In 1597, following the breakdown of peace negotiations between the Ming and the Japanese, the Chŏngyu War erupted. In the 8th month of that year, Pak Ŭijang met with Kwak Chaeu at Hwawangsansŏng to deliberate defensive measures, after which he selected elite troops to block the Japanese advance toward Gyeongju. As the conflict expanded and Ming reinforcements flooded into the region, however, the burden of corvée labor on the local populace intensified, compelling many peasants to flee. Pak stressed the need to foster disciplined, professional forces through the separation of soldiers from peasants, and he condemned the ruinous effects of scorched-earth tactics, which disregarded the survival of Gyeongju's inhabitants. He also submitted a memorial to the court, reporting the damage inflicted by the stationing of Ming troops.

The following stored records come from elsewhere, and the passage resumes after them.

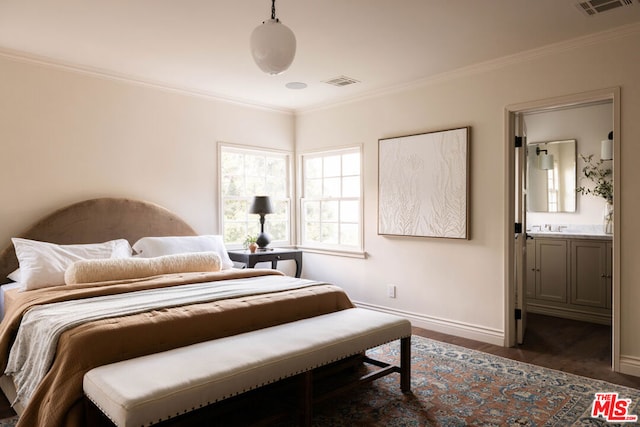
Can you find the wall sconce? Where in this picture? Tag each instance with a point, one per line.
(262, 206)
(606, 148)
(545, 161)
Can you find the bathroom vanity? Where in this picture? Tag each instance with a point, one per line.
(569, 274)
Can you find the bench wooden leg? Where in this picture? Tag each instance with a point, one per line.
(306, 398)
(405, 364)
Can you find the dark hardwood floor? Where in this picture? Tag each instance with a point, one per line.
(577, 347)
(580, 348)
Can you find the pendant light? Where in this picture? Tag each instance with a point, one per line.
(273, 44)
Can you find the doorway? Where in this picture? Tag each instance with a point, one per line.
(515, 307)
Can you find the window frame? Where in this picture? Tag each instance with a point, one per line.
(257, 150)
(332, 249)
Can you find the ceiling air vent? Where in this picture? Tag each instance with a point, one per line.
(341, 81)
(594, 7)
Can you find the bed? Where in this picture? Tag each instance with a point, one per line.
(267, 298)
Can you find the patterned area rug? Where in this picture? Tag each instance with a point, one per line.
(453, 386)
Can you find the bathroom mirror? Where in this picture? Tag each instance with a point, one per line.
(551, 176)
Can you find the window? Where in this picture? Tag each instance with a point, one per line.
(331, 207)
(244, 173)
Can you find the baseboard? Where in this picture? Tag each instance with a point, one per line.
(630, 365)
(445, 326)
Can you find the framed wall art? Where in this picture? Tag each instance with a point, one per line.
(423, 184)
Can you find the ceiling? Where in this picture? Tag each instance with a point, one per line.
(202, 46)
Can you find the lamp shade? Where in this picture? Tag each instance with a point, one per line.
(261, 205)
(546, 161)
(273, 46)
(606, 149)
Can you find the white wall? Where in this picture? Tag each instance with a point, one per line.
(66, 137)
(459, 285)
(588, 125)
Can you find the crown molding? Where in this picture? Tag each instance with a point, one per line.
(483, 67)
(44, 61)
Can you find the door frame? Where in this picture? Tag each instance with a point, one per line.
(549, 104)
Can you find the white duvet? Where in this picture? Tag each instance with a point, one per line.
(34, 348)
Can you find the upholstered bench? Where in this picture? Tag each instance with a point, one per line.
(150, 389)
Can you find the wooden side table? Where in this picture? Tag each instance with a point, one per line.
(271, 255)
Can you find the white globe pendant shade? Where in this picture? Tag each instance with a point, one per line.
(273, 46)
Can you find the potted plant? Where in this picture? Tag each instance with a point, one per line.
(602, 176)
(250, 243)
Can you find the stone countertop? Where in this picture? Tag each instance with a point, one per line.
(569, 235)
(568, 231)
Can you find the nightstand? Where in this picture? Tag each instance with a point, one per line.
(271, 255)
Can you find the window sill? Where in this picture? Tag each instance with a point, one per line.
(334, 252)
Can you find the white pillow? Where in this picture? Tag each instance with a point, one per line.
(14, 275)
(43, 264)
(149, 247)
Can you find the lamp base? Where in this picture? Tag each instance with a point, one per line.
(263, 240)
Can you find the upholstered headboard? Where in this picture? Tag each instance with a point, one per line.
(99, 220)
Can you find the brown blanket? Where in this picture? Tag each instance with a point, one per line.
(58, 399)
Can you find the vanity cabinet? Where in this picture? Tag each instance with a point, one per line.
(549, 270)
(591, 273)
(570, 277)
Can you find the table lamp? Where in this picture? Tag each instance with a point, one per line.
(262, 205)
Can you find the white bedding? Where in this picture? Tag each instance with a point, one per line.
(34, 348)
(3, 289)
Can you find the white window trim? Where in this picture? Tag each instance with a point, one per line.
(336, 250)
(290, 190)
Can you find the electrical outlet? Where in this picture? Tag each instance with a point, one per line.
(391, 291)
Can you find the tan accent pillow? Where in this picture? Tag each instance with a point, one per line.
(103, 270)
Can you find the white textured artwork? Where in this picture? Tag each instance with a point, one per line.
(422, 187)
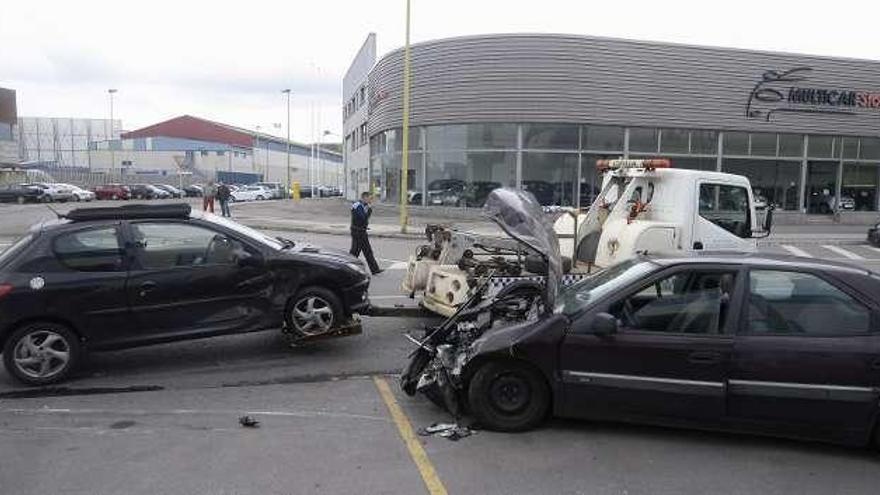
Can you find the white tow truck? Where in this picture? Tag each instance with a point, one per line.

Even under such straitened conditions, on the 29th day of the 9th month he defeated Japanese forces at Yeongcheon, and again on the 5th day of the 10th month at Angang, driving them back toward Ulsan. On the 5th day of the 11th month, under the command of Sŏng Yunmun, Provincial Military Commander of Left Gyeongsang, he joined Kim T'aehŏ in laying an ambush at Madŭngo, where they won another victory. On the 10th day of the 11th month, the court reorganized the provincial forces into three camps, and Pak was assigned to the Second Camp under the joint command of Ming General Li Rumei and Sŏng Yunmun. In the 12th month, he participated in the allied Ming–Joseon campaign at the Battle of Tosan at Ulsan, but after the failure to seize the fortress, he withdrew to Gyeongju to continue its defense. In the 5th month of 1598, in recognition of his role in procuring 700 sŏk of military provisions, he was rewarded with a warhorse.

== Later life ==
After the Imjin War, in the 4th month of 1599, Pak Ŭijang was appointed Magistrate of Seongju and concurrently Defense Commander of Left Gyeongsang Province. The following year, he was promoted to Provincial Military Commander of Left Gyeongsang. At this time, Pak Ŭijang also petitioned the court to replenish the troop quotas of each county, and further proposed that those of his subordinate generals holding senior court rank but remaining at headquarters be assigned to frontier defense. In 1607, he was dismissed from office following an impeachment raised by Pak Ijang, Magistrate of Yŏnghae.

=== Death ===
In 1608 he was reinstated as Provincial Military Commander of Left Gyeongsang. He subsequently served as Magistrate of Indong in 1611 and was appointed Provincial Naval Commander of Chungcheong in 1613. On the 25th day of the 1st month of 1615, while serving as Provincial Naval Commander of Gyeongsang, Pak died at the Naval Headquarter of Gyeongsang.